Как писал В.М. Соколов: «Фонарь осветил серые, в трещинах стены. Кое-где виднелась облупившаяся побелка. Потолок, крепившийся рельсами и толстыми бревнами, накренился, не выдержав страшного взрыва. Под осевшей стеной виднелась раздавленная железная кровать. Дверь, которая вела сюда из штольни, привалило глыбами породы. Откуда-то тянулась электропроводка, оборванная при взрыве. На полу среди камней были рассыпаны винтовочные патроны, валялись цинковые патронные ящики, цветные карандаши, циркуль…
Сергей Коновалов бросился собирать коробки из-под пулеметных лент … Рядом подобрали несколько дисков с патронами и нарукавную нашивку – комиссарскую звезду.
Почти посредине комнаты под слоем пыли лежали офицерский ремень, кобура от револьвера системы «наган» и планшет» [Соколов, 1988-б, с. 14-15].

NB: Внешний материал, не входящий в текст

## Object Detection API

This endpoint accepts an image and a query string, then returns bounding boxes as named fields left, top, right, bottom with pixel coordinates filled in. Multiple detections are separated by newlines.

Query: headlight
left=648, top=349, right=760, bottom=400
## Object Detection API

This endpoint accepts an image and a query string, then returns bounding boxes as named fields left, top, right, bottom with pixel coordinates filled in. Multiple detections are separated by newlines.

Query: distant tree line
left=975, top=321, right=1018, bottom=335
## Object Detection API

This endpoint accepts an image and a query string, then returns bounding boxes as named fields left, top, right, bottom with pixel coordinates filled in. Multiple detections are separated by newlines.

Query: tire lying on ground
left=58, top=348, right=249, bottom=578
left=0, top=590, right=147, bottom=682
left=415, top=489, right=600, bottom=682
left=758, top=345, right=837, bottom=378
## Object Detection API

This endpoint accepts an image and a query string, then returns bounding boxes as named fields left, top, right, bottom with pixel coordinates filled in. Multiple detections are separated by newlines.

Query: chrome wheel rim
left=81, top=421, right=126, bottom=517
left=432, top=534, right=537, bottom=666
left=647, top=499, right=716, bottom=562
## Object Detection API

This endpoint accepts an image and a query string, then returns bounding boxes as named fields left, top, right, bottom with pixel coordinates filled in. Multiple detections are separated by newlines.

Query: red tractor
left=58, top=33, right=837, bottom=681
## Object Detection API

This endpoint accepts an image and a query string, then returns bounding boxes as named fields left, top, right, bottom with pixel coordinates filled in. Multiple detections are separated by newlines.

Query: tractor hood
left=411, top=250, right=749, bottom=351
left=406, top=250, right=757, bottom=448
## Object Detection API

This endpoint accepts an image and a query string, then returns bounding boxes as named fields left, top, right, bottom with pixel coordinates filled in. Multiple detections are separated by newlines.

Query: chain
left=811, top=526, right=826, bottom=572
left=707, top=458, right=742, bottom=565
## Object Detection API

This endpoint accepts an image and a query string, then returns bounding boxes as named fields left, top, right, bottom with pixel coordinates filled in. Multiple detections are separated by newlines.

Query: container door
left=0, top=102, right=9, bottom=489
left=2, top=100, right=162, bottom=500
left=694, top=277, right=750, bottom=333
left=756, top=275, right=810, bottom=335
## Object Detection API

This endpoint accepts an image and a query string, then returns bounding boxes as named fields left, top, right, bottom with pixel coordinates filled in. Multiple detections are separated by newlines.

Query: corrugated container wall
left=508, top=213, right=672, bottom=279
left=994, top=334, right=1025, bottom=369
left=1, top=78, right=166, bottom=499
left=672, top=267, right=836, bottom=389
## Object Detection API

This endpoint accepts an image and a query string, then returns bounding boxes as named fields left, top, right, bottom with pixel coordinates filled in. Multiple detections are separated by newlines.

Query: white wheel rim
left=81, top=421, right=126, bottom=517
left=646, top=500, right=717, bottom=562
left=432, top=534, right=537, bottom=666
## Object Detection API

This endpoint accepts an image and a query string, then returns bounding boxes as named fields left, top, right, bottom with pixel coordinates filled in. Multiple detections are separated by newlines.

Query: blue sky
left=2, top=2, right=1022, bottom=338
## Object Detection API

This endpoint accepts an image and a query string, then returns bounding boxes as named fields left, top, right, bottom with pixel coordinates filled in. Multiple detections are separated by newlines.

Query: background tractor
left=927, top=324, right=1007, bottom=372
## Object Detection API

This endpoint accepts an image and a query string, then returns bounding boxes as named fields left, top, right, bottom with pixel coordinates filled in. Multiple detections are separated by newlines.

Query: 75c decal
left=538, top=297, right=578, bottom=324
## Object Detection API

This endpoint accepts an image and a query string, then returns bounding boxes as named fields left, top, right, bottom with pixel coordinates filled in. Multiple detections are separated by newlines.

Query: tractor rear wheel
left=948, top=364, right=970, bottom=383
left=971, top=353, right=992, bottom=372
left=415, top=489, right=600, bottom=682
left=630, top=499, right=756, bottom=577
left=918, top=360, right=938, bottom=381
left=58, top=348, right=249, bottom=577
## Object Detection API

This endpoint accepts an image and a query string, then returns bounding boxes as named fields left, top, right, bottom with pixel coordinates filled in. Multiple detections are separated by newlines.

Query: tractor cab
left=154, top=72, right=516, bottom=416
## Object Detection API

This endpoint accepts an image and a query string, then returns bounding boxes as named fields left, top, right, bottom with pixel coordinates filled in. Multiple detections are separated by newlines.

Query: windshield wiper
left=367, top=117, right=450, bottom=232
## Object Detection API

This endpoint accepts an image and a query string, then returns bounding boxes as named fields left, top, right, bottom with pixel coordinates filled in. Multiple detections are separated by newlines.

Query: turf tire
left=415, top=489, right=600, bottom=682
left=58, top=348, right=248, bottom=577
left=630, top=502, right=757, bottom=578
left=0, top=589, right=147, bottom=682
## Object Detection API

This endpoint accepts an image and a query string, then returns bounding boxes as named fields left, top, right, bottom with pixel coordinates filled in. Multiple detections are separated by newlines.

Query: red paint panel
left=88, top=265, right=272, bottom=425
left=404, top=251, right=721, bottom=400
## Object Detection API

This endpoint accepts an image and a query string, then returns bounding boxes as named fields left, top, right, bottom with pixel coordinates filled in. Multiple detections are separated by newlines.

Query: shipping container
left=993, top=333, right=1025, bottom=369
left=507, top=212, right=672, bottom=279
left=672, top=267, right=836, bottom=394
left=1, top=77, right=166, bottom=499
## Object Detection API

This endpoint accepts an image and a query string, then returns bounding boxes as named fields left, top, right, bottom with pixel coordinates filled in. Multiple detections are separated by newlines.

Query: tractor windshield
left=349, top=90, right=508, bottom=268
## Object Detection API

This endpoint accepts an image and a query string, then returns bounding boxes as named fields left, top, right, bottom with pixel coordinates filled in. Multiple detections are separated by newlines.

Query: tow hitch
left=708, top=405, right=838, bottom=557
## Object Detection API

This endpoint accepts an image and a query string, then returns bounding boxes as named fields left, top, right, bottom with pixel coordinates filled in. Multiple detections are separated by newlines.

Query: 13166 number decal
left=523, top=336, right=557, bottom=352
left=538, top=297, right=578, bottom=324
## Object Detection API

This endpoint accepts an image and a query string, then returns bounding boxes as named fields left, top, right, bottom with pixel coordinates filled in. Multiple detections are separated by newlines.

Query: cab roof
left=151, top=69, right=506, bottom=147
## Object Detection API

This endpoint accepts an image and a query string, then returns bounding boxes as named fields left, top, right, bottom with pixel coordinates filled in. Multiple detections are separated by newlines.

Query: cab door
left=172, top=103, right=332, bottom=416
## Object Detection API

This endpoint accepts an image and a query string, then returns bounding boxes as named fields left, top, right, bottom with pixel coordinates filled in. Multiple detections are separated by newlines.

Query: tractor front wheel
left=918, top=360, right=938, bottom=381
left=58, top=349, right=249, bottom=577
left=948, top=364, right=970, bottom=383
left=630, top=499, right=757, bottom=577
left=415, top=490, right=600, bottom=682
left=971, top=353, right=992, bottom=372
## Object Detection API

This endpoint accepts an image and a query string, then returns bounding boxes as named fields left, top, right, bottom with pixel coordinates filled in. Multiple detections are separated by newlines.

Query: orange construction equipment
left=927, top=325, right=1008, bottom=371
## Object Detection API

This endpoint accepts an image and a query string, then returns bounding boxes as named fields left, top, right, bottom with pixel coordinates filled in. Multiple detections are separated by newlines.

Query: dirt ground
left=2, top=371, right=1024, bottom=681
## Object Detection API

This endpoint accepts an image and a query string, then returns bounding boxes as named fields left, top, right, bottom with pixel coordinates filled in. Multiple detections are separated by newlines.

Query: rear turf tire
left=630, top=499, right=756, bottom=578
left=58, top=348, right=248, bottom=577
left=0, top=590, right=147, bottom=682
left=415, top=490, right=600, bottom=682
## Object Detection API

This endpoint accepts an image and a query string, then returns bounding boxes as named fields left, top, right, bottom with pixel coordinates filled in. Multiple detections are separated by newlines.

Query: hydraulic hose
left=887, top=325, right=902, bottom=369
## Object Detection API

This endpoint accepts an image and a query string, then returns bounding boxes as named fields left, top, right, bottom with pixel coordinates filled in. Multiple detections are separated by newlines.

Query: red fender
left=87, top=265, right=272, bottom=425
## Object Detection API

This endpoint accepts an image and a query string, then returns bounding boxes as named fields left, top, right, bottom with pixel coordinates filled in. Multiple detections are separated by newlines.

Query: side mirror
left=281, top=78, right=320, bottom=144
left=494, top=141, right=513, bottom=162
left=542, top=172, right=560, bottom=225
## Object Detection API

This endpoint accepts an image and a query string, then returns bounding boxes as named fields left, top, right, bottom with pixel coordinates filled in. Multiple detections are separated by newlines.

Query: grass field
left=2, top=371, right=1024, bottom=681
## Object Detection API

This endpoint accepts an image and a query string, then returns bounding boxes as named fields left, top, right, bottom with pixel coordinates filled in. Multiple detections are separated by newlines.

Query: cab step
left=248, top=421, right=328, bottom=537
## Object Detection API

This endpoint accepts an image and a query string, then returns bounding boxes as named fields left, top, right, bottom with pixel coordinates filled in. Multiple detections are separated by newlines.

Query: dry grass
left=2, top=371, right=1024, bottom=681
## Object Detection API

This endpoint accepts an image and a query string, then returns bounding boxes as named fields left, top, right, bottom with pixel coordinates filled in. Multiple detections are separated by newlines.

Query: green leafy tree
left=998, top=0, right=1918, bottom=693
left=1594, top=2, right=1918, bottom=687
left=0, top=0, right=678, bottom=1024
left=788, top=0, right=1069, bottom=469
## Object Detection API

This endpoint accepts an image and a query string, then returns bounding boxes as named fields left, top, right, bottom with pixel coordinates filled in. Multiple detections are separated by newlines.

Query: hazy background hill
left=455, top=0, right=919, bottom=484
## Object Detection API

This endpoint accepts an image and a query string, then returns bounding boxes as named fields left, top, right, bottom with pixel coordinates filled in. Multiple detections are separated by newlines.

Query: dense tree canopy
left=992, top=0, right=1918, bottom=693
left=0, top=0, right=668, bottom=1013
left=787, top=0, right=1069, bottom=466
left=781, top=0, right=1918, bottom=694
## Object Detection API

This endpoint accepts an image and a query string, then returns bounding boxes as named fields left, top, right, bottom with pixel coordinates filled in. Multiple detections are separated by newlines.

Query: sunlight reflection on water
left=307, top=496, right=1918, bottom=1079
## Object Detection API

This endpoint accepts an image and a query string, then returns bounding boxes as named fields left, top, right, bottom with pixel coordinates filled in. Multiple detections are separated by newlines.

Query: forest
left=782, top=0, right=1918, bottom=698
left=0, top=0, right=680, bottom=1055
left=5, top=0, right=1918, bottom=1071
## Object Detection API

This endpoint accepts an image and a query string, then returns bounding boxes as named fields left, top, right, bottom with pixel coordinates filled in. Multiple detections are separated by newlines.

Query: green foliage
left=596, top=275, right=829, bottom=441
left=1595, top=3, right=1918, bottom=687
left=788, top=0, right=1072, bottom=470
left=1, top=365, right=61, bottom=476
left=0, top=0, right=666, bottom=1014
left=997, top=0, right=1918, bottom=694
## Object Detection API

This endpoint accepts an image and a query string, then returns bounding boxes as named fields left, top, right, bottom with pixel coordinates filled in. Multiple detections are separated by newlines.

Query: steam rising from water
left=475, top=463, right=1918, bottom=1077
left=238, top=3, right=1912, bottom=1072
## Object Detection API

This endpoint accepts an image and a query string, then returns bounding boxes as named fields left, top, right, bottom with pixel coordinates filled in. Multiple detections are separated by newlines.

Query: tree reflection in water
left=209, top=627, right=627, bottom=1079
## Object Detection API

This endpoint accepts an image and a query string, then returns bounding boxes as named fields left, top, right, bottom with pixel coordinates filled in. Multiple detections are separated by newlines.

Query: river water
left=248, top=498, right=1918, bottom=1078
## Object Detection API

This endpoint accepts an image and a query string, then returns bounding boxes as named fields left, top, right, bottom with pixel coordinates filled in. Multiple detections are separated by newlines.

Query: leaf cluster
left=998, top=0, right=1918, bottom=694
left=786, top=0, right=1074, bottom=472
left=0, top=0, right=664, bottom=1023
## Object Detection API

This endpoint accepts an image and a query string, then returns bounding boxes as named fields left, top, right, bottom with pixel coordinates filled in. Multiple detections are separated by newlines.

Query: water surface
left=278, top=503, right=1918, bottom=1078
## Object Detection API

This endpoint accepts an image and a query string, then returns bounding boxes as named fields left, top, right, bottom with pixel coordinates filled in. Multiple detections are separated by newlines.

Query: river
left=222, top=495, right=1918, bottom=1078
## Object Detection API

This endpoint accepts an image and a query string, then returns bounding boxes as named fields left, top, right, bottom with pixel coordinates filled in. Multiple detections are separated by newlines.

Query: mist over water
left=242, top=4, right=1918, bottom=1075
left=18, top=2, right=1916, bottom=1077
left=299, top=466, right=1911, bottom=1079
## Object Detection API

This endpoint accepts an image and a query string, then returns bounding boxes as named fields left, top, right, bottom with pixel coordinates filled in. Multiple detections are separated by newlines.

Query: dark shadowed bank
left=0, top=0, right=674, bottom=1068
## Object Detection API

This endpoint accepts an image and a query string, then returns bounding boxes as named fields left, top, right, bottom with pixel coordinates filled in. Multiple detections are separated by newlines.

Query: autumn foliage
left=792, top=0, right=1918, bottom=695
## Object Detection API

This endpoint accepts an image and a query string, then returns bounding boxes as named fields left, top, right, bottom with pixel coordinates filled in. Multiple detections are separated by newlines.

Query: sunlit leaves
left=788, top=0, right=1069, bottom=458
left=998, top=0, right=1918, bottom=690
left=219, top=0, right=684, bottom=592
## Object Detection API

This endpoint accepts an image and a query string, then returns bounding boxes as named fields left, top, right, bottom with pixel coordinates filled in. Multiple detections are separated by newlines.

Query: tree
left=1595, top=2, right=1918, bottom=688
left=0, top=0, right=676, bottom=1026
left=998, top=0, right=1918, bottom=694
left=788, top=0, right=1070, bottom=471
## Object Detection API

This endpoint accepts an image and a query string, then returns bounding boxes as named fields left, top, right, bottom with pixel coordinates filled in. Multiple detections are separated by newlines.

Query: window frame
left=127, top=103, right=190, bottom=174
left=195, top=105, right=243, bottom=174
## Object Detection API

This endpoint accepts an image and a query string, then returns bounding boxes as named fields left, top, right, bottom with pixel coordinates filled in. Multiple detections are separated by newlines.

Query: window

И «побелка», оказавшаяся следами сильного пожара, и оборванная электропроводка, и характер находок не противоречили картине, увиденной нами. Даже «потолок, удержанный рельсами и толстыми бревнами» был обнаружен у северо-восточной стены «центрального» целика, где в ходе работ открылось пространство, образованное упавшими под углом потолочными плитами, удержали которые рельсы узкоколейки. Фрагменты потолочного крепления в виде обломков рельс и следов перегнившего дерева были найдены рядом и в толще завала. Более того, и диван, упоминаемый В.М. Соколовым в отчете за 1988 г. [Соколов, 1988-а, л. 1], раздавленный у стены целика, оказался на месте. Точнее не диван, а автомобильное сиденье, пружины и обшивка которого вполне могли быть приняты В.М. Соколовым и С.С. Коноваловым за диван в условиях тесноты и невозможности расчистить хоть какую-то часть «комнаты», чтобы точно идентифицировать находку.
Но даже при таком количестве совпадений и деталей, которые не оставляли места для сомнений по поводу того, что именно здесь были найдены документы штаба 2-го батальона, ничто не напоминало «комнату», да и вообще какое-либо помещение, пригодное для работы штаба. Полная зачистка участка вокруг «центрального» целика только лишь подтвердила уверенность в том, что в этом месте помещения штаба батальона не было.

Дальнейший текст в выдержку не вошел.